CAPTCHA : muhahaha - how appropriate
Admin
Admin
After reading this site for a couple of months, I have started to think that I should learn something about databases. Can anyone recommend a good book or website? After reading it, I would like to know what things like clustered index and normal form means. If it explains SQL from the start that would be great too. I would prefer if it's either not about a particular db, or about MySQL or Postgres, as I am unlikely to get my hand on a more expensive db any time soon. I have tried to look around on Wikipedia, for for some reason the articles about databases are very poor.
Admin
I'm not sure how easy or hard this is to swallow for someone who's never used a DBMS before, but here you go: http://www.amazon.com/Introduction-Database-Systems-C-Date/dp/0201385902
Admin
http://en.wikipedia.org/wiki/Database_normalization
Admin
Actually, I wdwonloaded MySQL 5 in March, 2006, and though it does have InnoDB, the documentation still does a lot of whining about how you really don't need transactions.
At least they are available now in MySQL, so I use it.
<captcha gygax is a "word"?!? Now that is truly a WTF!/>
Admin
IMHO, deeply understanding good database design is one of the three or so things that justifies getting a quality formal computer science education. Seriously -- people who teach themselves get it wrong much too much of the time.

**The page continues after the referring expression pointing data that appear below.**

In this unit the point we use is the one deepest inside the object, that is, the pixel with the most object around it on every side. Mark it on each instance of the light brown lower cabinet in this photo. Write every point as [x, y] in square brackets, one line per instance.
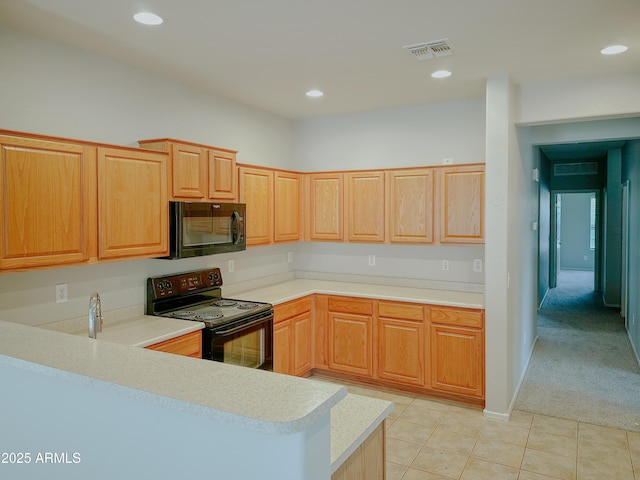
[292, 324]
[189, 345]
[422, 348]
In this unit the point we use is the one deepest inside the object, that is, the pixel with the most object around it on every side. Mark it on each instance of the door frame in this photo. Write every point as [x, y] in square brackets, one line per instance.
[553, 236]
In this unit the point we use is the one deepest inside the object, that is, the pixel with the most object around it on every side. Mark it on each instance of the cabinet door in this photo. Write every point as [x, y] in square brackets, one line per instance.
[325, 206]
[462, 204]
[320, 336]
[365, 207]
[282, 347]
[189, 171]
[301, 327]
[457, 360]
[223, 181]
[48, 203]
[256, 190]
[287, 207]
[351, 343]
[132, 203]
[401, 343]
[410, 206]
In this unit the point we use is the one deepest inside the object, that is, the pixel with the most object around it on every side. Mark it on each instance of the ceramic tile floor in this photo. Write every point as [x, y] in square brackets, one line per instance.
[433, 440]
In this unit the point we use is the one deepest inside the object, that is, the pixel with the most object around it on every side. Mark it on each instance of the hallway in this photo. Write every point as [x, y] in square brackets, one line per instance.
[583, 366]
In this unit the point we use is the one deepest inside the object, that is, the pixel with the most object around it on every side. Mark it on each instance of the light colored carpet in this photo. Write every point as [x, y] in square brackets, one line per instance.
[583, 366]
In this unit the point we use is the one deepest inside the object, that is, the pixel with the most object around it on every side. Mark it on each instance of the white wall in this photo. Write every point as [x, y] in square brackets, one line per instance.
[52, 89]
[405, 137]
[579, 98]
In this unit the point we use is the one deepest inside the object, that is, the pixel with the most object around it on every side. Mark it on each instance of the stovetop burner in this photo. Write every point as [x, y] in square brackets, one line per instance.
[248, 306]
[225, 303]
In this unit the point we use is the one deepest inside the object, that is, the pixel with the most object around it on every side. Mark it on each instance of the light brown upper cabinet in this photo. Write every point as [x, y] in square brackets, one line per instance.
[198, 172]
[288, 201]
[48, 202]
[274, 204]
[410, 201]
[457, 350]
[365, 206]
[223, 175]
[292, 327]
[133, 202]
[350, 322]
[324, 206]
[462, 204]
[256, 190]
[401, 342]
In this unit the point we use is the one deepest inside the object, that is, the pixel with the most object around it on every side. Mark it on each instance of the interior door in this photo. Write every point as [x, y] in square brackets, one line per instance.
[554, 253]
[625, 251]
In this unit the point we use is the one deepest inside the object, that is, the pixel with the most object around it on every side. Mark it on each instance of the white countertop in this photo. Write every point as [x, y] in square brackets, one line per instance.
[287, 404]
[138, 331]
[283, 292]
[251, 399]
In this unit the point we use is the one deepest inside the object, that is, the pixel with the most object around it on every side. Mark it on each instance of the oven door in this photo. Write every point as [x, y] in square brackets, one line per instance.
[205, 228]
[248, 343]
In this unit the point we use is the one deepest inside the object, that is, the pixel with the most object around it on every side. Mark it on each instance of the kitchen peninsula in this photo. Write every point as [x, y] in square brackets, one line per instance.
[144, 413]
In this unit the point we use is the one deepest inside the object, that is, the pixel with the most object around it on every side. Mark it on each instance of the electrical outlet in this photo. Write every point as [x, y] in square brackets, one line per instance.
[62, 293]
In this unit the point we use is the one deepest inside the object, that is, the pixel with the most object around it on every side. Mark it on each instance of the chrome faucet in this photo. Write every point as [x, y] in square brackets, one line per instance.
[95, 315]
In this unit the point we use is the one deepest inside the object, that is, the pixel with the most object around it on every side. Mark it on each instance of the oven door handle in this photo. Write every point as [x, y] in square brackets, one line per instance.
[243, 326]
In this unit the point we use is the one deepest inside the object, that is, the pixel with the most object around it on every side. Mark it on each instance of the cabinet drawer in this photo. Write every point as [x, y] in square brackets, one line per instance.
[350, 305]
[406, 311]
[457, 316]
[291, 309]
[189, 345]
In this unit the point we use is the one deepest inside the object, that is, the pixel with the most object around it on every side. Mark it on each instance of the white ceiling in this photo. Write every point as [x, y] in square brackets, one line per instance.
[268, 53]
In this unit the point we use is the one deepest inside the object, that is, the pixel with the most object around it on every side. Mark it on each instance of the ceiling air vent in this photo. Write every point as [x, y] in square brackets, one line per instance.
[423, 51]
[585, 168]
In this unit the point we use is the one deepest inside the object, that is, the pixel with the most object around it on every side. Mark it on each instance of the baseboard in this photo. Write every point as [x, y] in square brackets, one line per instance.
[544, 297]
[635, 352]
[507, 416]
[504, 417]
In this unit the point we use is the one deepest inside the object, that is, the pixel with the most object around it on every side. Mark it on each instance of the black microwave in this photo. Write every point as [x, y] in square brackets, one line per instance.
[205, 228]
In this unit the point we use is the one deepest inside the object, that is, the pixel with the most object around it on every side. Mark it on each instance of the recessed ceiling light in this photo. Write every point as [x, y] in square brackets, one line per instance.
[148, 18]
[441, 74]
[613, 49]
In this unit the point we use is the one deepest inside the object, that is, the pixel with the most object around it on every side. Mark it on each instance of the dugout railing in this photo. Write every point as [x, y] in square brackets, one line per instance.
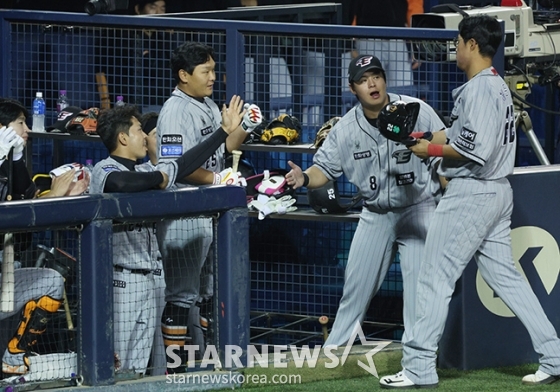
[82, 226]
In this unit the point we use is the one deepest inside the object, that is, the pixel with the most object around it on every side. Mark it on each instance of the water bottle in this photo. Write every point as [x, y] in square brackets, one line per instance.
[120, 101]
[62, 101]
[38, 113]
[88, 167]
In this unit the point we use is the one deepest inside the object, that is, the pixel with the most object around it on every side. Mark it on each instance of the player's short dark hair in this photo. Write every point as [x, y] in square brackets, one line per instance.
[485, 30]
[10, 110]
[114, 121]
[187, 56]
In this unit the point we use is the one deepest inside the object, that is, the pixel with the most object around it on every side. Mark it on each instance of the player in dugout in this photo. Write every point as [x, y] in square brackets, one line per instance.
[135, 252]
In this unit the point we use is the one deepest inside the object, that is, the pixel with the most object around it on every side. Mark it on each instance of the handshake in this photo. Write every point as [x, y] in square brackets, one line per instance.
[10, 139]
[228, 177]
[252, 118]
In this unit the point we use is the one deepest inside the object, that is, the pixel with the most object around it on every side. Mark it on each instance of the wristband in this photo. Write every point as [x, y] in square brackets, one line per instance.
[305, 179]
[435, 150]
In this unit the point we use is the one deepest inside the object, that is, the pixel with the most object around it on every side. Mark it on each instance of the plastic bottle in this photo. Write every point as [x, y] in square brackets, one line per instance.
[120, 101]
[62, 101]
[88, 167]
[38, 113]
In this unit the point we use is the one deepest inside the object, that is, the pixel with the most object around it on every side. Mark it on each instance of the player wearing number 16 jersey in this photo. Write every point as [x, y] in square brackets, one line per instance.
[398, 191]
[473, 217]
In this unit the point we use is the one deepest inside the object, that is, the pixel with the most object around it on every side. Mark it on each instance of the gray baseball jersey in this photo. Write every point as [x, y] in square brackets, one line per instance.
[135, 255]
[473, 218]
[398, 191]
[491, 154]
[185, 122]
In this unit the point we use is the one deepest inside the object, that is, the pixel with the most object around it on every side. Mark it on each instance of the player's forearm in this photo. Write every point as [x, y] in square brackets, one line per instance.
[439, 137]
[235, 139]
[196, 156]
[200, 176]
[316, 177]
[132, 181]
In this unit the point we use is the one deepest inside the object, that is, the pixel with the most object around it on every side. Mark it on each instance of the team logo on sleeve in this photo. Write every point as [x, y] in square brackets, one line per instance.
[171, 145]
[405, 179]
[466, 139]
[362, 155]
[206, 131]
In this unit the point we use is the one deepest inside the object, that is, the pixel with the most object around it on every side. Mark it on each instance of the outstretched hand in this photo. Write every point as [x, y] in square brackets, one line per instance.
[295, 176]
[420, 149]
[232, 115]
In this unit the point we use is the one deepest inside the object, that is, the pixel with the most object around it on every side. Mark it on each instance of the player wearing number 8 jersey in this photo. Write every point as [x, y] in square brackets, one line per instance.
[398, 189]
[473, 217]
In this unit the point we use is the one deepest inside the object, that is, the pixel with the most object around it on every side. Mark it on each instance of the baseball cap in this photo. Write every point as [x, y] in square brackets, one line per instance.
[63, 118]
[361, 64]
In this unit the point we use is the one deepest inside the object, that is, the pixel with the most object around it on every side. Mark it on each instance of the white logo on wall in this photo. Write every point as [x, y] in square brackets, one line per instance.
[301, 356]
[546, 263]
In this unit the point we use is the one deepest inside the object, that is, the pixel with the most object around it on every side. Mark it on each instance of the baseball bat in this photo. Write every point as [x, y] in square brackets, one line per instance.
[103, 90]
[324, 320]
[236, 157]
[8, 280]
[67, 311]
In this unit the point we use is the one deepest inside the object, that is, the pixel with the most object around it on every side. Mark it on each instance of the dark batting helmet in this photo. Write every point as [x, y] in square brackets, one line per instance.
[396, 121]
[326, 199]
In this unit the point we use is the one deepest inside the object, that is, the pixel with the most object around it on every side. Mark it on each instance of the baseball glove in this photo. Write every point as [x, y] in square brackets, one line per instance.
[396, 121]
[284, 129]
[324, 131]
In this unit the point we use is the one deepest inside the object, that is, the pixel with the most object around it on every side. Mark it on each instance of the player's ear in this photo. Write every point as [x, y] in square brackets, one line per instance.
[183, 76]
[122, 138]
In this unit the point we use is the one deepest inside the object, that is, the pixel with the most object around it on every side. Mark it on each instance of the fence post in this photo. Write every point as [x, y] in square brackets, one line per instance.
[95, 342]
[233, 282]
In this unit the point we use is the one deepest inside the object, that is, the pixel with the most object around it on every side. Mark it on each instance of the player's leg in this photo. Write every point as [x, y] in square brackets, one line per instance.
[41, 289]
[159, 360]
[496, 265]
[412, 229]
[371, 253]
[125, 314]
[457, 228]
[184, 251]
[142, 334]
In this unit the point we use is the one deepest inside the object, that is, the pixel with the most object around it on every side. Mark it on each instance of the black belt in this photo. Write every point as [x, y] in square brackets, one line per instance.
[144, 272]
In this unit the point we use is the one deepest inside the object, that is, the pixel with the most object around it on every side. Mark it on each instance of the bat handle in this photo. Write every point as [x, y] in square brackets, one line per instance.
[236, 157]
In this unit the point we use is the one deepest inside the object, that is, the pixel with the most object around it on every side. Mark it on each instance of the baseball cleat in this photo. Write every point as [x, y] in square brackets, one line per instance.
[539, 378]
[401, 381]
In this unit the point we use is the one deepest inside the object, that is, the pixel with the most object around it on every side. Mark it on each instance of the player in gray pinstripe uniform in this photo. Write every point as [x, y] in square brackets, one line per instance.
[473, 217]
[135, 250]
[399, 191]
[188, 118]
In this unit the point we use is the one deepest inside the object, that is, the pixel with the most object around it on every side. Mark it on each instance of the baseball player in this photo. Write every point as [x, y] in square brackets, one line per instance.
[473, 217]
[37, 291]
[187, 119]
[135, 248]
[14, 134]
[399, 192]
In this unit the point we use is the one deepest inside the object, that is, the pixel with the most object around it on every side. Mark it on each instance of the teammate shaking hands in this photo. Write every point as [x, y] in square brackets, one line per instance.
[473, 218]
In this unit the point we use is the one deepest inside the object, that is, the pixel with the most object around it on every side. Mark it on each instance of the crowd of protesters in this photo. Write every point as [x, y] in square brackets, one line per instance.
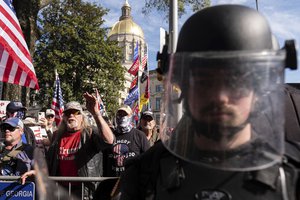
[84, 144]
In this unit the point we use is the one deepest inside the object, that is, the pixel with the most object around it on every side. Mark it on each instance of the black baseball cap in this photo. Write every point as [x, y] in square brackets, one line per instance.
[15, 106]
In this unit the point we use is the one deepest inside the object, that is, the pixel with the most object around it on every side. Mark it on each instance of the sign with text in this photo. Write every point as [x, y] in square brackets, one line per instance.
[15, 190]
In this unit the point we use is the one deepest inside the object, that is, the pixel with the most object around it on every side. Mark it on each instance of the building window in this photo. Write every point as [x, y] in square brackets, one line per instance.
[158, 88]
[157, 103]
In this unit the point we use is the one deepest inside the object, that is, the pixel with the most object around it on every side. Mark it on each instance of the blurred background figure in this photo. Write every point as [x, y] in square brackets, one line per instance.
[148, 126]
[16, 109]
[16, 157]
[48, 123]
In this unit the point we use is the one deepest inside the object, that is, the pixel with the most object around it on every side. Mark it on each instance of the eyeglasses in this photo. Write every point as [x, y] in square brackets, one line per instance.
[72, 112]
[9, 128]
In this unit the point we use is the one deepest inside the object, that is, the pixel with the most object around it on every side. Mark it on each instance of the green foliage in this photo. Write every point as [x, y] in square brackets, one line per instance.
[73, 42]
[163, 6]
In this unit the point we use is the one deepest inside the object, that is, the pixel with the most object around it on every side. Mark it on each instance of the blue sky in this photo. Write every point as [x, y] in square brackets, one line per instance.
[283, 16]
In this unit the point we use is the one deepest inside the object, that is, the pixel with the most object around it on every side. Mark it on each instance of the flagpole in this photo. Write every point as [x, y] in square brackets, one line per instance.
[138, 80]
[148, 79]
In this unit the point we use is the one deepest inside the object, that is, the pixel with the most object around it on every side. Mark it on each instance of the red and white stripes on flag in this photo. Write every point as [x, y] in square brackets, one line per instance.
[145, 73]
[57, 101]
[100, 103]
[136, 61]
[144, 61]
[15, 60]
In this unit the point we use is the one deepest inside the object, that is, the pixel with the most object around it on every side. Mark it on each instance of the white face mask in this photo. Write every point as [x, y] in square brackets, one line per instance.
[123, 121]
[123, 124]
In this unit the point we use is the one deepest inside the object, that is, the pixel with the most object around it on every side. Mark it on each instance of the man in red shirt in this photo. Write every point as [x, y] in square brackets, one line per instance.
[76, 148]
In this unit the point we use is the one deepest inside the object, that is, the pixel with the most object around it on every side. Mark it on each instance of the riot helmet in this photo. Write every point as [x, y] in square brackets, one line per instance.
[226, 72]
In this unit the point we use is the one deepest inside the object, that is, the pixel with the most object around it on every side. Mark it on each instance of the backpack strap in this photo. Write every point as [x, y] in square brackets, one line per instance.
[292, 113]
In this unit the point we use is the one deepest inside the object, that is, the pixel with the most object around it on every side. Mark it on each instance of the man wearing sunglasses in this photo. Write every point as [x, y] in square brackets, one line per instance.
[76, 148]
[16, 109]
[48, 123]
[16, 157]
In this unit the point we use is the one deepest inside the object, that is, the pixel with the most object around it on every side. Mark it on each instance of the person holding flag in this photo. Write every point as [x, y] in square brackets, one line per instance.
[130, 142]
[57, 102]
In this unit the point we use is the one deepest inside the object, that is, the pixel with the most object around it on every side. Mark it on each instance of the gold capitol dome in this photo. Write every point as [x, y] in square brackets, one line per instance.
[126, 25]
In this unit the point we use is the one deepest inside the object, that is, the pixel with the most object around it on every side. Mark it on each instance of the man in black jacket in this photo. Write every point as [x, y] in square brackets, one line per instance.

(Also, if you're only going to learn MySQL or PostgreSQL, learn PostgreSQL; it's much closer to Oracle in terms of the set of available features which have been supported long enough to have them exhaustively covered in even somewhat aging literature, whereas MySQL has most serious database features only as comparatively recent additions -- and if you don't learn to use SQL's more serious features, you won't understand what they're good for; Paul Graham's argument about the differences in power between programming languages and the impact of such on how coders think when using them applies).
Admin
Today, you'll have the choice of getting "express" versions of commercial products from companies such as IBM, Oracle, Sybase or Microsoft for free. Aside from their limitations regarding storage, memory and feature set - compared to their enterprise versions - they're a good starting point. And companies like Oracle offer you the option to download also enterprise versions for prototype development.
l.
Admin
Wow. This is actually an example where I'd recommend they use flat files. At least those are easy to understand and hard to mess up, if one has no knowledge whatsoever of how relational databases and normalization work.